The liberating corollary is that the most valuable thing is also the most available. It's "four lines," not mountains of treasure — the smallest genuine fragment of liberating truth, not the vast and impressive acquisition. This means you are not disqualified from the highest value by lacking resources, status, or accumulation. The thing that surpasses all the treasure of the world is within reach of anyone right now: a moment of clear seeing, a genuine shift in understanding, a single truth fully received. The incomparable value was never the thing only the few could reach; it was always the thing anyone could receive — which is precisely why it surpasses all the treasure that only the few possess.

Modern Application

This section is a direct challenge to the quantitative value system that organizes modern life, where nearly everything is measured, ranked, and pursued as "more."

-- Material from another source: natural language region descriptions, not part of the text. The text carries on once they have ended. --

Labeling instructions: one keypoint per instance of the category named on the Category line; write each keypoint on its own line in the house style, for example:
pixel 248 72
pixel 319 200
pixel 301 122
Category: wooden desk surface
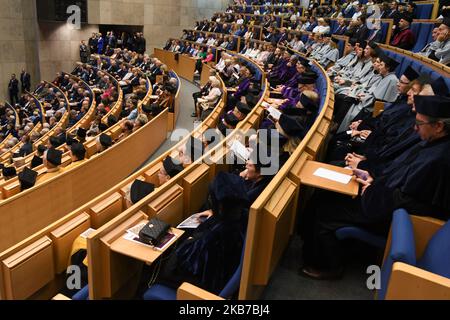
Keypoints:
pixel 308 178
pixel 139 251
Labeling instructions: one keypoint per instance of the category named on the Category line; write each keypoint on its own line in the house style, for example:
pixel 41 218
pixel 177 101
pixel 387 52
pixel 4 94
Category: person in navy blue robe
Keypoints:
pixel 418 181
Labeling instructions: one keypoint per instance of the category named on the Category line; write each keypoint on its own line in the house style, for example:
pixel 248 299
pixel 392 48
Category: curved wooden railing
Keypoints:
pixel 17 122
pixel 208 123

  • The incommensurability you keep forgetting. You likely already know, intellectually, that money can't buy happiness and that achievement doesn't deliver lasting worth. Yet the acquiring mind keeps acting as if more of the lesser will eventually add up to the greater — as if enough success will finally produce peace, enough acquisition finally produce completeness. The sūtra's seven-fold repetition, ending in absolute incomparability, is aimed at exactly this gap between knowing and acting. The conversion never completes because the things are different in kind. Internalizing this — not just knowing it but living from it — reorders what you actually pursue.
  • Stop trying to reach categorical goods by quantitative means. Peace, meaning, freedom, love, and clear seeing are categorical goods — different in kind from money, status, and accumulation. No quantity of the latter produces the former. The practical reorientation: when you notice yourself pursuing a categorical good (wanting to feel complete, at peace, worthy) through quantitative means (more money, more achievement, more acquisition), recognize the category error. The thing you want is off that scale. Invest instead in the order of value that actually delivers it — and that order is usually available now, not after more accumulation.
  • The most valuable gift is the most available. "Four lines" surpassing mountains of treasure means the greatest gift you can give or receive is not material and not vast — it's a genuine shift in seeing, a single truth that frees. This is profoundly democratizing: you don't need wealth to give the most valuable thing, and you don't need wealth to receive it. A single sentence that changes how someone sees their life outweighs any check. The most precious thing was never the thing only the rich could give. This should reorient how you think about generosity, legacy, and what you most want to offer the people you love.
  • Recognizing the incomparable when it's small. Because the most valuable thing comes in small, unimpressive packages — four lines, a moment of seeing, an ordinary conversation — the quantitatively-trained mind tends to miss it, scanning instead for the large and impressive. Cultivate the recognition that the incomparable value is usually quiet and small: the moment of real presence, the truth spoken plainly, the single understood verse. The mountains of treasure are easy to notice and impossible to reach; the four lines are easy to overlook and free to receive.

The reorientation in a sentence: stop waiting to accumulate your way to what matters most, and start recognizing that it was always a different kind of thing — incomparably valuable, and already within reach.